Derzeit ist man in Scharnebeck auf der Suche nach Partnern für das Pilotprojekt. Mathias Möller, Leiter der Abteilung regenerative Energien eines Energieunternehmens in Dahlenburg, hat Interesse an einer Mitarbeit an dem Vorhaben. "Wir möchten uns an der weiteren Planung beteiligen", sagt Möller, dessen Firma, die Energieversorgung Dahlenburg-Bleckede AG, bereits rund 20 000 Einwohner des Landkreises Lüneburg mit Energie beliefert.
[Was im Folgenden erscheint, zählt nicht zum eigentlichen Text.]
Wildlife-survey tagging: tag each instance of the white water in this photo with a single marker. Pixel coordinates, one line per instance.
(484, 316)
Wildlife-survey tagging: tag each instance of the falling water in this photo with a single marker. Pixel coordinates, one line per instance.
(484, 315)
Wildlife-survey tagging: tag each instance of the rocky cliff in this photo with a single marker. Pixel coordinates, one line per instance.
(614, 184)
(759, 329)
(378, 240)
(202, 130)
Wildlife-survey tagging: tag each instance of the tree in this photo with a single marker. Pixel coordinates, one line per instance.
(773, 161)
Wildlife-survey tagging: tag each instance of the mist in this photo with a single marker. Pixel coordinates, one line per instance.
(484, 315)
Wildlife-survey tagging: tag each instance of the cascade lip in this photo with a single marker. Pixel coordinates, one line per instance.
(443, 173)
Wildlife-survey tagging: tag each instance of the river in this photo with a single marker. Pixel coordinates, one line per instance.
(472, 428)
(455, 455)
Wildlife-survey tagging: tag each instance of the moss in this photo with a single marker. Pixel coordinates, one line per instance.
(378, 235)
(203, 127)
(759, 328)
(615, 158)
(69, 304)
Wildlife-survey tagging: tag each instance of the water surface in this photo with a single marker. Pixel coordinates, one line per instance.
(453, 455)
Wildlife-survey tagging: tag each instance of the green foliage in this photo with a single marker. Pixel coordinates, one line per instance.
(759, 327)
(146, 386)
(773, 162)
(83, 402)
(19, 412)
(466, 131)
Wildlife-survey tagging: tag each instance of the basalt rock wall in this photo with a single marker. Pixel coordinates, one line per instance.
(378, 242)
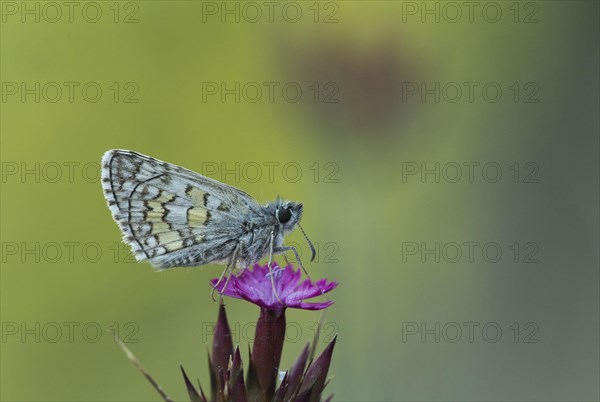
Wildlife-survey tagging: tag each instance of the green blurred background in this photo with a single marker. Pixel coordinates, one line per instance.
(347, 148)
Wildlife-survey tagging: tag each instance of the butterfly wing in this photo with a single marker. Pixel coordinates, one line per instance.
(172, 216)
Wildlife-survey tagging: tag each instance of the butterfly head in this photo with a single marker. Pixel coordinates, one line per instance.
(288, 215)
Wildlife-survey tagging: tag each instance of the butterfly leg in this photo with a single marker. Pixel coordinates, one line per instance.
(228, 268)
(283, 249)
(271, 248)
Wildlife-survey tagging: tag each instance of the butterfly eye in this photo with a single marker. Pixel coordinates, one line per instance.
(284, 215)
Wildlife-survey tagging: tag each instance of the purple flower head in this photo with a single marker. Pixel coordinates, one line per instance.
(254, 285)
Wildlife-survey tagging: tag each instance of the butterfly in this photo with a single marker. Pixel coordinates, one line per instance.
(174, 217)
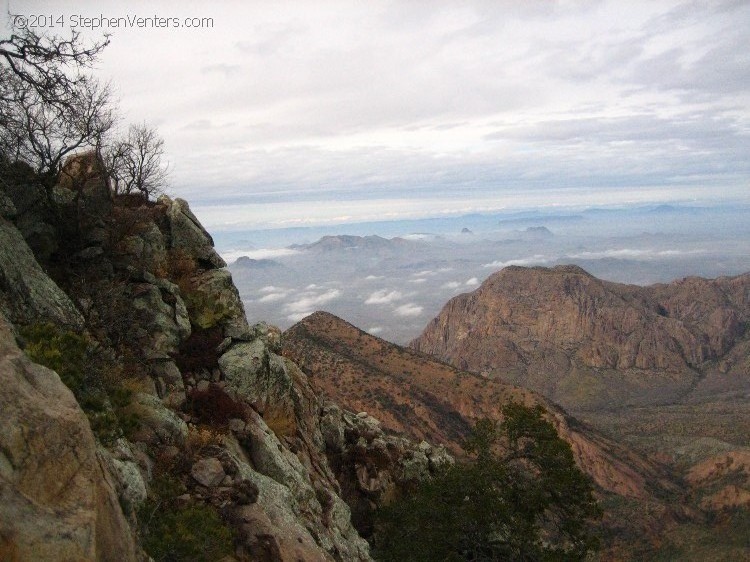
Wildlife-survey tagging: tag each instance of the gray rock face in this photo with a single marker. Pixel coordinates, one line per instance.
(167, 321)
(189, 235)
(27, 294)
(57, 500)
(214, 300)
(257, 375)
(159, 426)
(208, 472)
(288, 521)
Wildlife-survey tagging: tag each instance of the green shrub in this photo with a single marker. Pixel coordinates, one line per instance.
(521, 498)
(172, 533)
(62, 351)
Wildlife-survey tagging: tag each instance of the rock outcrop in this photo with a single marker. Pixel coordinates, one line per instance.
(210, 413)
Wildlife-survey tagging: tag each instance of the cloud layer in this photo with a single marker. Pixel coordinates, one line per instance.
(300, 112)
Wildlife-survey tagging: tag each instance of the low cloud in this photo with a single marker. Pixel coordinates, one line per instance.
(307, 302)
(231, 256)
(383, 297)
(297, 316)
(409, 309)
(273, 297)
(634, 254)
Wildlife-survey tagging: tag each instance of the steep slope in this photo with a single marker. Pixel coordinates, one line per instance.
(415, 395)
(182, 428)
(590, 344)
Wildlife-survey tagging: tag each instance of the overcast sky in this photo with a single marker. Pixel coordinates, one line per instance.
(293, 113)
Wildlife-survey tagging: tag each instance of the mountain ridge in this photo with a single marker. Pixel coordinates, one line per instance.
(601, 339)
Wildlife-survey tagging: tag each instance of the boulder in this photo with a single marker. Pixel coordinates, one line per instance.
(164, 316)
(188, 234)
(27, 294)
(208, 472)
(258, 376)
(57, 498)
(212, 300)
(158, 425)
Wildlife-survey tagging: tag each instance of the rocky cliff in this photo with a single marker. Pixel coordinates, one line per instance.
(171, 424)
(591, 344)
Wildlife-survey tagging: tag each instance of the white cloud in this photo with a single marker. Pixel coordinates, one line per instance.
(273, 297)
(383, 297)
(271, 289)
(297, 316)
(309, 301)
(409, 309)
(463, 97)
(531, 260)
(645, 254)
(261, 254)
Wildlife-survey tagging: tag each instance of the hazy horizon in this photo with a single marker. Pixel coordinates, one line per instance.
(296, 113)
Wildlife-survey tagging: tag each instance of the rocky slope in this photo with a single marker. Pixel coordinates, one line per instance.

Als Partner im Gespräch ist auch die Leuphana Universität Lüneburg, die das Pilotprojekt im Rahmen des EU-Innovationsinkubators weiterentwickeln möchte. Hubertus Schulte selbst ist optimistisch, was die Umsetzung seiner Idee angeht. Privat hat er bereits Erfahrung im Einsatz regenerativer Energien: Gemeinsam mit anderen Mitstreitern gründete er vor zwanzig Jahren eine GmbH, um eine Bürgerwindkraftanlage in Dahlem zu aufzubauen. Seitdem arbeitet er an Verbesserungskonzepten für regenerative Energien.
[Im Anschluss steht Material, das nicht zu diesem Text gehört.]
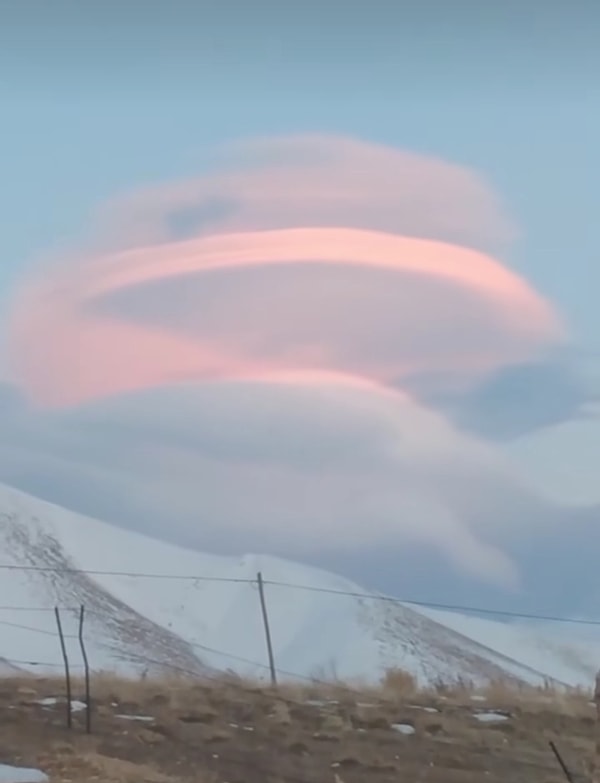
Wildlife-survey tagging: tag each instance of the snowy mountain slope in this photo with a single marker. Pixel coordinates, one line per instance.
(213, 621)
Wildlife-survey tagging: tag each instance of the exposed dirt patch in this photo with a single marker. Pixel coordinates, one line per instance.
(234, 732)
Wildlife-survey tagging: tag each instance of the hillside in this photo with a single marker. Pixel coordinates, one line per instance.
(179, 730)
(193, 612)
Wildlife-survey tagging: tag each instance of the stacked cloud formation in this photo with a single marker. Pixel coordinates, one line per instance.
(284, 350)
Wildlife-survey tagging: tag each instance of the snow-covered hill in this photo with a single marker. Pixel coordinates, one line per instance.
(199, 612)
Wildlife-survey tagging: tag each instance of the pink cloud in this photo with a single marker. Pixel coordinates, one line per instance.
(337, 256)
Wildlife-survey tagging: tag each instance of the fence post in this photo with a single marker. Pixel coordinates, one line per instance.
(595, 776)
(263, 606)
(88, 702)
(63, 649)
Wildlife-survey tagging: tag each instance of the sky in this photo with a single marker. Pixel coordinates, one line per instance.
(313, 281)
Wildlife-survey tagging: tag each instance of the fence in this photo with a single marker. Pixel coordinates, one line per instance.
(269, 664)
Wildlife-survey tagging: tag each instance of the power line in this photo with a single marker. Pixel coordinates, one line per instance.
(461, 608)
(35, 630)
(433, 604)
(134, 574)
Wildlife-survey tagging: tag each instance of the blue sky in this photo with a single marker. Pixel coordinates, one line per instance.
(105, 98)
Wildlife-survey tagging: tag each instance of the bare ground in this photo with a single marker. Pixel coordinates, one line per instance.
(176, 731)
Das Pilotprojekt in Scharnebeck könnte auch die Windkraft effizienter machen. Bisher werden Windkraftanlagen einfach abgeschaltet, wenn das Stromnetz keine weitere Energiezufuhr bewältigen kann. Das wäre nicht mehr nötig, wenn an den Bundeswasserstraßen demnächst Energie "geparkt" werden könnte. "Das System, um das es hier geht, hat den Vorteil, flexibel zu sein. Wenn regenerative Energien demnächst an Bundeswasserstraßen zwischengespeichert werden könnten, würde das unsere Energiekonzepte optimieren. Die Investitionskosten für das Hebewerk sind gering, betriebswirtschaftlich rechnet es sich", sagt Schulte.